Coś jak w opowiadaniu Komendanta z "U Pana Boga za piecem." Bromskiego - "Spotkałem w sklepie tego Poleszuka, co mu żona w zeszłym roku umarła, brał cztery bułki kajzerki, słoik flaków zamojskich i pół litra i taka mnie zazdrość wzięła..."
O, akurat będę tamtędy jechał - w Sokółce sporo scen nakręcono a może i o Królowy Most zahaczę!
   No więc (tak, nie zaczyna się...) skąd Polska Egzotyczna? Do tej pory były po kilka razy Demoludy: Czechy, Słowacja, Węgry, Rumunia. Zwłaszcza do Rumunii chętnie bym wrócił a i na Chorwację łakomie spoglądalem ale, jak już wspominałem, dwóch towarzyszy poprzednich wypraw teoretycznie tak wolnych jak ja okazało się mieć zobowiązania... No to sam za granicę nie będę się pchał bo i logistycznie to trudne
(zazwyczaj dojeżdżaliśmy na start pociągami a wiadomo jak się przesiada z rowerami i gratami) a i zdolnościami językowymi (Kérem három sört, pofta buna, noroc!) nie ma przed kim zabłysnąć.
Wschodnie rubieże podrzucił Szymonek - kolega zza sąsiedniego biurka, kiedy wracaliśmy z delegacji i jojczałem, że nie wiem dokąd... Dodatkowo przypomniałem sobie, że tą trasą przejechał ktoś piszący na https://groups.google.com/group/pl.rec.rowery/topics, bodaj nawet Marcin H. no i znalazłem "gotowca" z mapami, namiarami na ciekawe miejsca http://www.exoticpoland.info/ więc i decyzja nie była aż tak trudna. Nowością będzie wyruszenie z "nowego" domu i dotarcie do "starego" - byłżeby to początek nowego życia?
   A przygotowania? Poprzednio różnie z tym bywało ale pamiętam, że im zaprawa lepsza tym mniej się rower prowadzi (tak, tak...) no i morale mocniejsze. Więc w tym roku zacząłem w majowy weekend 40-ką z Pionek do Czarnolasu i z powrotem (to taka świecka tradycja) w miłym towarzystwie Ani S. i dociągnąłem dziś 31-ką do 560 km. Po drodze bylo 110 i 80 w upale oraz sporo "tempówek" na 12 km trasie z Wielbarka przez Kucbork do Wielbarka. A i dziś początkowo to była ta trasa (w Kucborku pogoniły mnie psy, raczej nie szczepione, bo zapierniczały zdrowo -  licznik pokazał 37,7 km/h na płaskim!) ale wracając skręciłem na Zabiele i przez Lejkowo dojechałem z drugiej strony. Te nazwy, to dla tubylców ale może i tambylcom zechce się zerknąć na mapę? Bo wkrótce nazw będzie o wiele więcej:)

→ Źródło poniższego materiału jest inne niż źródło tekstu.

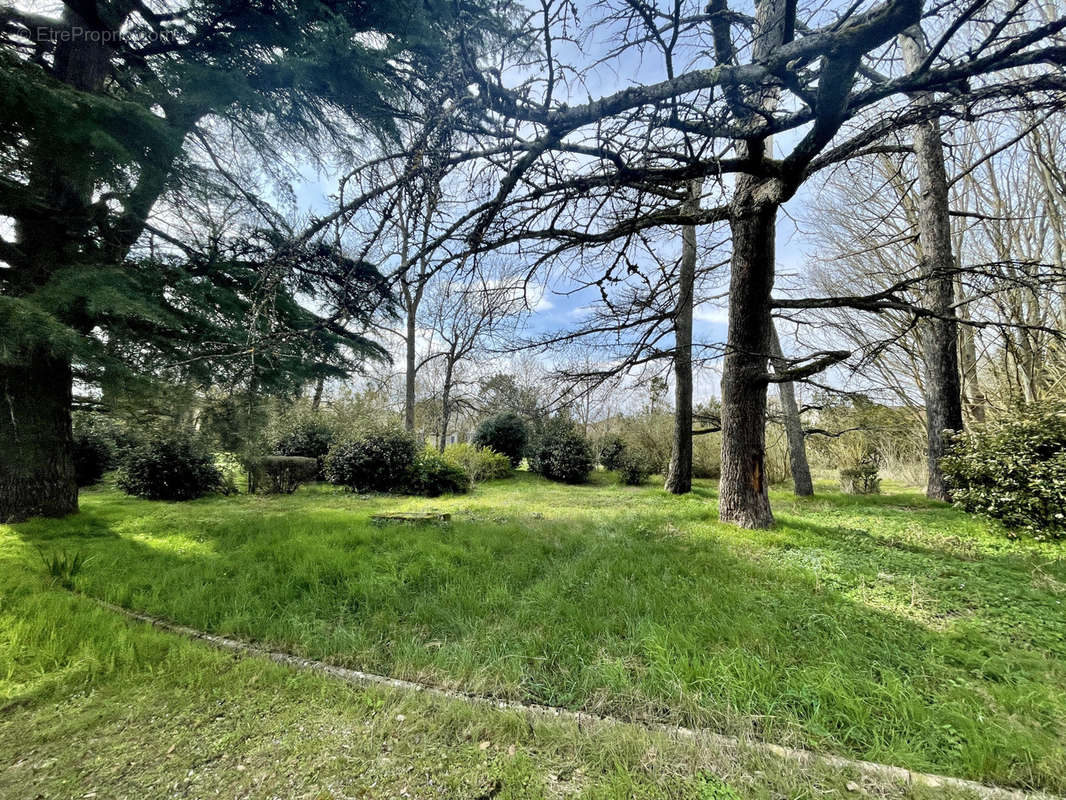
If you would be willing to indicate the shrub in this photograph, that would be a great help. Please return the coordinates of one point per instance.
(375, 462)
(506, 433)
(308, 440)
(174, 467)
(281, 474)
(480, 463)
(612, 451)
(634, 469)
(1014, 470)
(561, 453)
(860, 479)
(434, 476)
(92, 457)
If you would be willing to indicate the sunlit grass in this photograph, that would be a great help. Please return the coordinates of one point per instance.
(887, 627)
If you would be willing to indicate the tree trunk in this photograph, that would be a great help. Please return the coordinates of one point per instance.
(36, 461)
(802, 484)
(36, 445)
(943, 403)
(408, 403)
(446, 400)
(679, 473)
(743, 495)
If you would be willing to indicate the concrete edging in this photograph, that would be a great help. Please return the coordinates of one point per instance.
(796, 755)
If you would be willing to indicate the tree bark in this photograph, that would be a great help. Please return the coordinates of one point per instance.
(36, 461)
(943, 404)
(446, 399)
(36, 445)
(679, 473)
(743, 494)
(409, 370)
(802, 484)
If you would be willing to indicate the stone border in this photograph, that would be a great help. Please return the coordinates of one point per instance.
(802, 757)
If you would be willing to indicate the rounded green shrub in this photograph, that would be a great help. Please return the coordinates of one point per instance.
(480, 463)
(506, 433)
(173, 467)
(309, 440)
(561, 453)
(283, 474)
(612, 451)
(860, 479)
(375, 462)
(1014, 470)
(92, 457)
(433, 476)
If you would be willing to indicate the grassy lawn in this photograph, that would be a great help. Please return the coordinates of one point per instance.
(886, 628)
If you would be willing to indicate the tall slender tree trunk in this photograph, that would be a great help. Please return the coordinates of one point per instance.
(943, 403)
(802, 483)
(408, 401)
(679, 473)
(446, 403)
(743, 493)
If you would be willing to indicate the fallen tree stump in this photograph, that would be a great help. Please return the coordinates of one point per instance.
(413, 516)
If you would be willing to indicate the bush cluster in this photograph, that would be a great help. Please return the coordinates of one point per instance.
(1014, 470)
(860, 479)
(561, 453)
(433, 476)
(375, 462)
(172, 467)
(505, 433)
(281, 474)
(308, 440)
(92, 457)
(480, 463)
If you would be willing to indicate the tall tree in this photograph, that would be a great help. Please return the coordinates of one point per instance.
(98, 106)
(943, 396)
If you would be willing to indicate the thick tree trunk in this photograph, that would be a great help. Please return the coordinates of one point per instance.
(802, 484)
(679, 473)
(446, 402)
(36, 463)
(36, 458)
(943, 403)
(743, 495)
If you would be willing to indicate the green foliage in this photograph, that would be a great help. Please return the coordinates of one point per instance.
(612, 451)
(561, 453)
(170, 467)
(63, 566)
(433, 475)
(506, 433)
(281, 474)
(480, 463)
(92, 457)
(860, 479)
(1014, 470)
(634, 468)
(381, 461)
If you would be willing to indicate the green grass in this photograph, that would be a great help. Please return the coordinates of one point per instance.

Pokaż Zaprawka przed wyprawą 29-06-11 na większej mapie
Jutro ma być deszczowo, to się wstrzymam (za to sprobuję opisać mój sprzęt) ale w piątek może dokręcę do 600...
   Zdjęcie na zachętę przedstawia przyjęcie w schronisku na Pasul Prislop (1416 m npm), w blaszankach zapojka a w obciętych puszkach od energizatów i plastikowej półitrówce - Palinca, rumuński bimberek powodujący bezsenność i kołatanie serca!

poniedziałek, 27 czerwca 2011

Trochę wyjaśnień i uświadomień - czyli dzięki komu, dlaczego, po co ten blog.

    Ponieważ blogują (matko, co za gniot językowy!) wszyscy - mnie jakoś nie ciągnęło do tej pory. Ale, że ciągoty się zmieniają (nieprawda, jakoby słabły z wiekiem!), to postanowiłem założyć ten publiczny pamiętnik. No i będę "pamiętnikował", chociaż nie obiecuję, że regularnie i wytrwale.
   A wszystko dlatego, że ostatnio wpadłem w niejaki  pisarski trans - dla Kogoś przez dwa tygodnie pisałem pewną opowieść w odcinkach. Odcinków było 14 (jedna kartka została pusta - niech ją życie dopisze) i miały charakter "pomocy naukowej", jutro się okaże na ile skutecznej... W każdym bądź razie serca tam było kawał, wyobraźnia nadążała a uznanie adresatki mile połechtało moje "pisarskie" ego. Pisałbym dalej ale nie czas po temu - obiecałem tylko, że kiedyś... i dotrzymam, jeśli będę wiedział, że to już.
   Drugi powód - zanosi się, że będę miał o czym pisać. A będzie to wyprawa rowerowa szlakiem Egzotycznej Polski http://www.exoticpoland.info/pe.php?t=trasa , wszystko wskazuje, że samotna bo towarzysze dziesięciu poprzednich się wykruszyli. Próbowałem kiedyś stworzyć stronę z ich (wypraw) historią ale pozostały nędzne szczątki http://www.dziadziunio.w8w.pl/wyprawy/wyprawy.html z paroma mapkami, zdjęciami i opisem tylko jednego (sic!) dnia. Możecie poszukać tego opisu ale maili na tamten kontakt nie ślijcie, już dawno wyzionął ducha...
   A teraz się przedstawię z grubsza tym, co tu trafią przypadkowo - bowiem kilku osobom, a najpierw jednej, zamierzam wysłać linka, by "bat oczekiwań" nade mną wisiał i żebym jednak coś skrobnął. Jestem  Jacek  - Dziadek to mój szkolny "nick", który otrzymałem już w wieku lat siedmiu, chociaż dziadek ze mnie żaden do tej pory. Singiel po nowemu, sędziwy kawaler po dawniejszemu mnie jednak najlepiej pasuje czeski stary mladenec
Pochodzę z Pionek, rzucony przez los do Wielbarka (Przedmazurze?) mieszkam tu i pracuję od ponad trzech lat, chociaż dopiero od dwóch miesięcy zaczynam się tu czuć u siebie...
   Rowery, to coś co dość późno odkryłem ale innego urlopu sobie nie wyobrażam... "Śrubkuję" przy tym co nieco a przy okazji modernizacji własnego rumaka powstało z 15 innych, część z nich poszła w dobre ręce. Obecnie rowerów na chodzie mam sześć i cud-dameczkę w planach. A jeżdżę na raptem dwóch!
   No to wystarczy na dziś, żeby nie narobić apetytu:) Jeszcze tylko wrzucę jakąś fotkę z moim lepszym profilem i do zobaczenia!